Questo progetto urbano è stato messo in atto attraverso una serie di politiche come la confisca di terreni, le espulsioni e la colonizzazione dei quartieri palestinesi.

Il 26 novembre il tribunale distrettuale di Gerusalemme ha autorizzato l’espulsione di 87 palestinesi dalla zona di Batan al-Hawa, nel quartiere di Silwan di Gerusalemme est occupata, a favore dell’organizzazione di coloni israeliani “Ateret Cohanim”[organizzazione che intende creare una maggioranza ebraica nei quartieri arabi di Gerusalemme est, ndtr.].

Gli 87 abitanti palestinesi di Batan al-Hawa hanno vissuto nelle loro case dal 1963. Dopo aver iniziato un procedimento giudiziario contro gli abitanti, “Ateret Cohanim” ha insediato 23 famiglie israeliane, pesantemente protetti, tra gli 850 abitanti palestinesi.

Altre organizzazioni di coloni, alcune finanziate da singoli cittadini statunitensi, includono [quella del quartiere religioso ebraico di] Nahalat Shimon e l’Israel Land Fund [Fondo per la Terra di Israele, storica organizzazione sionista che si occupa dell’acquisto e dello sfruttamento a favore degli ebrei delle terre in Palestina, ndtr.].

Secondo l’Ufficio ONU per il Coordinamento degli Affari Umanitari (OCHA), nel solo 2020 nella Cisgiordania occupata, compresa Gerusalemme est, sono state demolite 689 strutture, più di ogni altro anno dal 2016, lasciando senza casa 869 palestinesi.

Indiscutibilmente politico”

Per Mohammed al-Kurd, poeta e scrittore di Sheikh Jarrah che attualmente studia a New York, le evizioni di palestinesi, che descrive come “espulsioni forzate”, non sono solo un evento isolato.

È il percorso di un movimento di spoliazione duratura,” dice ad Al Jazeera.
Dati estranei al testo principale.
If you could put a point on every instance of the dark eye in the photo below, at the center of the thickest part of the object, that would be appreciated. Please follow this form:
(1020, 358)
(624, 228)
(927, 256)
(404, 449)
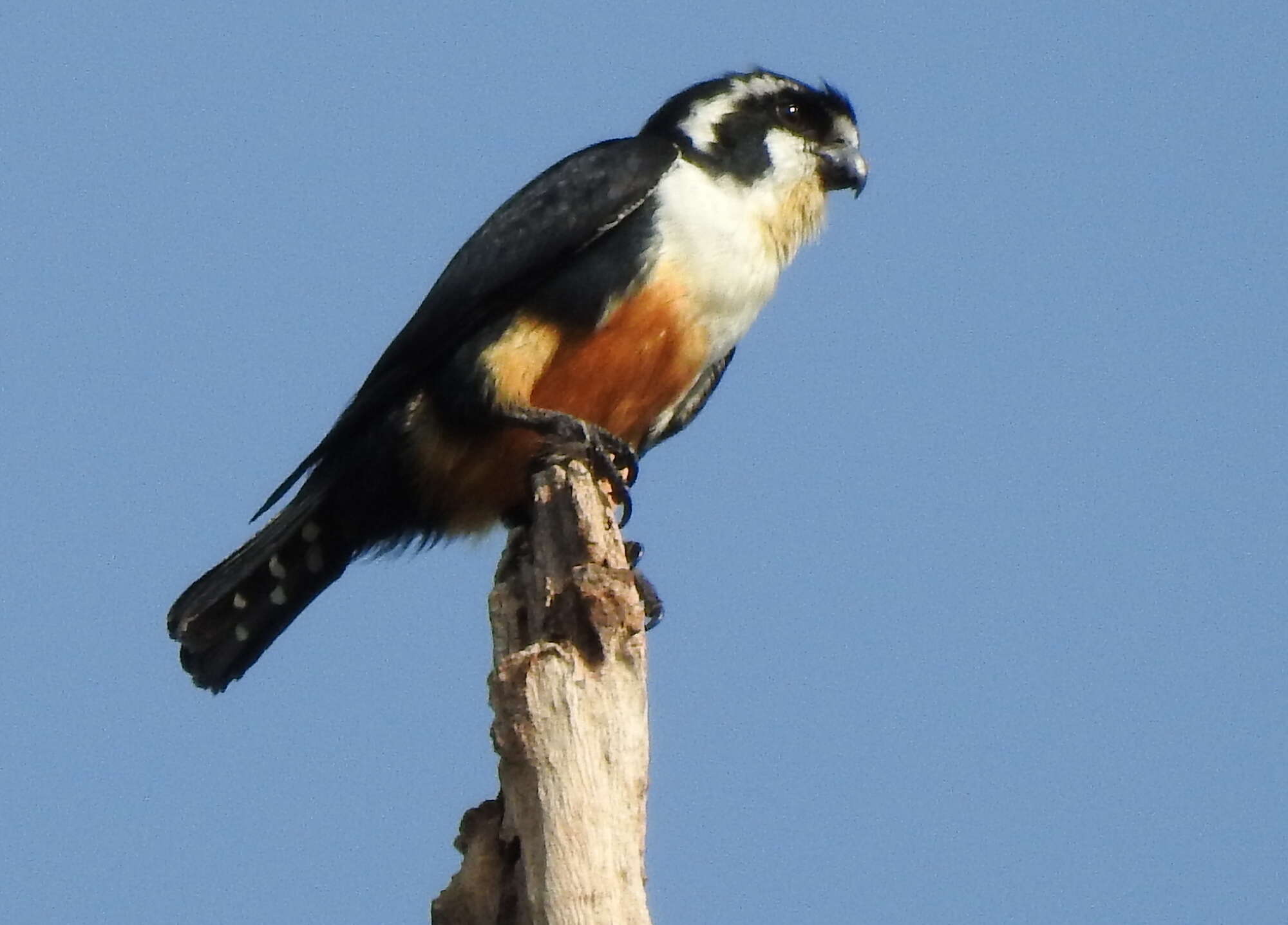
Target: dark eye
(791, 117)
Dobbiamo sempre costantemente ricordare alla gente che non si tratta solo di qualche povera famiglia palestinese (che) per qualche bizzarra ragione giuridica perde la sua proprietà. Ciò riguarda centinaia di migliaia di palestinesi in tutta Gerusalemme e nelle città vicine, nella Palestina in generale, che devono affrontare le feroci zanne di un sistema giudiziario concepito intrinsecamente per cacciarli.”

Al-Kurd aveva solo 11 anni quando nel novembre 2009 alcuni coloni ebrei occuparono con la forza metà della sua casa e descrive il fatto di aver dovuto condividerla con “occupanti abusivi con accento di Brooklyn” come “insopportabile, intollerabile (e) terribile.”

Si sono piazzati nella nostra casa, tormentandoci, maltrattandoci, facendo il possibile non solo per obbligarci ad andarcene dalla nostra metà della casa ma spingendo anche i nostri vicini a lasciare le proprie case come parte di un tentativo di annullare totalmente la presenza palestinese a Gerusalemme,” dice.

Haddad, cresciuto con al-Kurd, afferma che è difficile pensare e pianificare il futuro.

Non so quello che succederà se ci cacciano,” dice. “Questa sentenza è arrivata in un momento in cui la vita è arrivata a un punto morto a causa della pandemia da coronavirus.

Andiamo avanti alla giornata,” continua. “Anche se decidessimo di piantare una tenda fuori dalla nostra casa e viverci, il governo israeliano non ce lo consentirebbe.”

Al-Kurd sostiene che la sua famiglia non può permettersi di affittare un posto a Gerusalemme e l’unica alternativa sarà andare nella Cisgiordania occupata, dove perderanno la residenza a Gerusalemme e non potranno ritornare in città.

Questo è il problema più generale qui,” spiega. “Sono le demolizioni di case, le espulsioni forzate, le evizioni, ma è anche un problema psicologico, perdere la possibilità di rientrare a Gerusalemme.

Israele ha fatto in modo che questo sembri una specie di problema giuridico, ma non lo è, è indiscutibilmente politico.”